Au 1er août, la collecte des ordures ménagères ne prendra plus en compte les professionnels et administrations du Mont-Dore. Les plus gros producteurs de déchets doivent choisir un prestataire privé. Les autres ont le choix, mais doivent le faire connaître avant la fin du mois.
Prévu pour juillet, le changement a été repoussé au 1er août. Dans dix jours, la collecte des ordures ménagères gérée par la ville, avec pour prestataire la CSP-Véolia, ne prendra plus en compte ni les entreprises, ni les administrations, ni les commerces… Elle se concentrera sur les ménages, ou assimilés.
« Au 1er août, on applique la réglementation, explique Thierry Santa, secrétaire général de la mairie. Ne rentre pas dans la compétence communale la collecte de tout ce qui est déchets industriels et commerciaux. Le nouveau contrat qu’a signé la commune l’année dernière prend en considération cette compétence véritablement communale. »
Le nombre d’usagers concernés demeure limité.
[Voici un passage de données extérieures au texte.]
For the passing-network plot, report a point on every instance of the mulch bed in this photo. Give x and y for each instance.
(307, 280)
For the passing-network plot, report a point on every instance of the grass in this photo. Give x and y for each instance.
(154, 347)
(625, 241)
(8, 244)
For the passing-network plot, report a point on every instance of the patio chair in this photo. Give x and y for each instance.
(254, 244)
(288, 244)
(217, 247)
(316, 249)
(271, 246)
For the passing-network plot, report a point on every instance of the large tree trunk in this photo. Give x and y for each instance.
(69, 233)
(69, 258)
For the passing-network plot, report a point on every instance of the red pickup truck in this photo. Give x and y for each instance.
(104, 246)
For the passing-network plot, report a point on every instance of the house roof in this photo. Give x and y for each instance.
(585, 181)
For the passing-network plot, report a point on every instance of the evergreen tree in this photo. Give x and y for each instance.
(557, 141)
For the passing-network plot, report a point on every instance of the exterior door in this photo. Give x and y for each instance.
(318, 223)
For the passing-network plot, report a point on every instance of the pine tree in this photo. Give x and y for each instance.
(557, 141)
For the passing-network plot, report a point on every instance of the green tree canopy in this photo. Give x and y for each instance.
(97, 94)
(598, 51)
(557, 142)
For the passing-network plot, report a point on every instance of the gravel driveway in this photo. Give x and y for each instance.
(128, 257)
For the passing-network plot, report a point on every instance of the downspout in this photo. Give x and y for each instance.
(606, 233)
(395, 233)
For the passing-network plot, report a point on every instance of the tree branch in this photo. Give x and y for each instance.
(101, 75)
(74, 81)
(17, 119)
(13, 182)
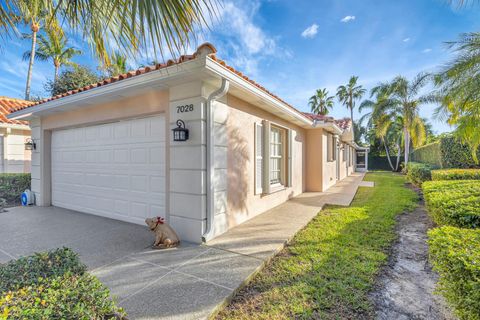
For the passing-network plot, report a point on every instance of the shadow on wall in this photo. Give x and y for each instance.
(238, 161)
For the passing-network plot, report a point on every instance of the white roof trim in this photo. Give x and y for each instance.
(118, 86)
(15, 126)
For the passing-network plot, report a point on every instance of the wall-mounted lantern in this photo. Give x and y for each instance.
(30, 144)
(180, 133)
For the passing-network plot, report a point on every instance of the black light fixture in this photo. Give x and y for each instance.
(180, 133)
(30, 144)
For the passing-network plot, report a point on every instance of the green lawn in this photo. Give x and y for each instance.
(329, 268)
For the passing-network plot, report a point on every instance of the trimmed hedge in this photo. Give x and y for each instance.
(448, 152)
(53, 285)
(456, 174)
(12, 185)
(429, 154)
(455, 203)
(417, 173)
(455, 255)
(27, 271)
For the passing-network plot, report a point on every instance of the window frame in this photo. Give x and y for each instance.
(281, 156)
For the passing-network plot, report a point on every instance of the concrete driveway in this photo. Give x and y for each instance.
(188, 282)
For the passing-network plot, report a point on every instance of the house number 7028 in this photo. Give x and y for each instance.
(185, 108)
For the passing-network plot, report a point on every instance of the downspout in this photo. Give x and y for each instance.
(210, 156)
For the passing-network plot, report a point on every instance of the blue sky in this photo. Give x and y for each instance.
(294, 47)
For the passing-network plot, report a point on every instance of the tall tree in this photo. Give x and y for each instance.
(54, 47)
(386, 126)
(118, 65)
(349, 94)
(321, 102)
(459, 90)
(70, 79)
(121, 24)
(402, 99)
(33, 13)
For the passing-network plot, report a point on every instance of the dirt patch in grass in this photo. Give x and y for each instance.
(329, 268)
(406, 284)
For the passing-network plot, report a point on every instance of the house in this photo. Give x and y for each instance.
(13, 135)
(108, 149)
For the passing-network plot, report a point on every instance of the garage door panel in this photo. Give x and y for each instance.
(115, 170)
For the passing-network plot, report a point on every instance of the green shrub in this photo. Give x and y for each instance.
(53, 285)
(456, 174)
(12, 185)
(448, 152)
(429, 154)
(65, 297)
(417, 173)
(27, 271)
(455, 255)
(455, 203)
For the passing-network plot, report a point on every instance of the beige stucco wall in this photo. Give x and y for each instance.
(13, 156)
(314, 164)
(242, 203)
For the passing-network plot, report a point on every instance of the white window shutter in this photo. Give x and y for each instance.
(290, 160)
(266, 156)
(259, 151)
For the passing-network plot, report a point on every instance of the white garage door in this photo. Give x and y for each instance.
(116, 170)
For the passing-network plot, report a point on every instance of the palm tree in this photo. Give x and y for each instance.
(386, 126)
(118, 65)
(459, 93)
(54, 47)
(402, 99)
(125, 25)
(321, 102)
(32, 13)
(349, 94)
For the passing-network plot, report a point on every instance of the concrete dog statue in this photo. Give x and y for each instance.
(165, 236)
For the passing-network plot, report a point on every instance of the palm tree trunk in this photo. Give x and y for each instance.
(30, 65)
(388, 154)
(399, 152)
(406, 136)
(56, 74)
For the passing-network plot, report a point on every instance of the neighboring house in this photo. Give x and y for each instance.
(108, 149)
(13, 135)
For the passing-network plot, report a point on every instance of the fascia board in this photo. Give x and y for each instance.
(119, 86)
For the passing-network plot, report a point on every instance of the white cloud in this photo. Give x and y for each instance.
(348, 19)
(311, 31)
(238, 22)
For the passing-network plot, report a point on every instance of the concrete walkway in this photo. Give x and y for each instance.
(189, 282)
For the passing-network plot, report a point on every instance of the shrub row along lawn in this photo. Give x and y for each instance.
(456, 174)
(454, 204)
(53, 285)
(455, 255)
(417, 173)
(329, 268)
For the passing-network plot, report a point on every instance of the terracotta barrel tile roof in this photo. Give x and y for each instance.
(130, 74)
(205, 48)
(7, 104)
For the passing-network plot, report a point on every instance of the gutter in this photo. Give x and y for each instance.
(210, 157)
(327, 125)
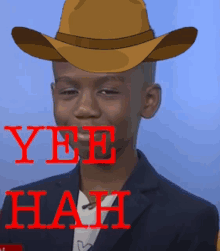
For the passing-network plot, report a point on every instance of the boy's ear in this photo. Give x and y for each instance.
(152, 101)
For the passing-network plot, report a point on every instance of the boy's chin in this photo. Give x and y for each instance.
(84, 154)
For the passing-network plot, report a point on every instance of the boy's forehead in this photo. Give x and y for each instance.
(66, 71)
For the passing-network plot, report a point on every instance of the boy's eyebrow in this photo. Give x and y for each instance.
(99, 81)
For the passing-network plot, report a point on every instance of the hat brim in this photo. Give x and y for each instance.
(94, 60)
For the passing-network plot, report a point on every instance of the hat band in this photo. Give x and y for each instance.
(105, 44)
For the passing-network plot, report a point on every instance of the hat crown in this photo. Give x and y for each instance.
(104, 19)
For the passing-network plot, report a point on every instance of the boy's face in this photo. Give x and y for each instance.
(100, 99)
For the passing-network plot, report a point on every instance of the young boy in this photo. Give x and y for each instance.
(104, 58)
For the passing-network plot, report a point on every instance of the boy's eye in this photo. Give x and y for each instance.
(71, 92)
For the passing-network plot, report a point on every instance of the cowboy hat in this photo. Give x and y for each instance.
(104, 36)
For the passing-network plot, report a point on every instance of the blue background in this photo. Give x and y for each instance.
(182, 141)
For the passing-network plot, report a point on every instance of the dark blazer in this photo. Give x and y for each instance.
(161, 214)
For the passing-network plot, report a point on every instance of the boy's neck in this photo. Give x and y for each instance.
(93, 177)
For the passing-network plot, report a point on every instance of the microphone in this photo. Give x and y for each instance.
(88, 205)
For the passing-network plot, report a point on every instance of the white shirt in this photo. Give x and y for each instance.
(85, 238)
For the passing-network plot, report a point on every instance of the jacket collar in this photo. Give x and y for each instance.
(143, 179)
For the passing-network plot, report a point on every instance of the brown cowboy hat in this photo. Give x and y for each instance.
(104, 36)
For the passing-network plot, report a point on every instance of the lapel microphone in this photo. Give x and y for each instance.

La municipalité a décidé d’assimiler à des ménages près de 90 usagers professionnels : ceux qui se contentent d’un bac classique de 240 litres. Ils ont le choix entre rester dans le giron communal ou s’orienter vers un ramassage privé. Une décision à transmettre en mairie par coupon-réponse dans le délai imparti, ou gare aux mauvaises surprises !
Reste qu’à la date de basculement, une quarantaine de structures seront retirées d’office du système et devront rendre leurs bacs actuels. Charge à elles de trouver un nouveau prestataire de service.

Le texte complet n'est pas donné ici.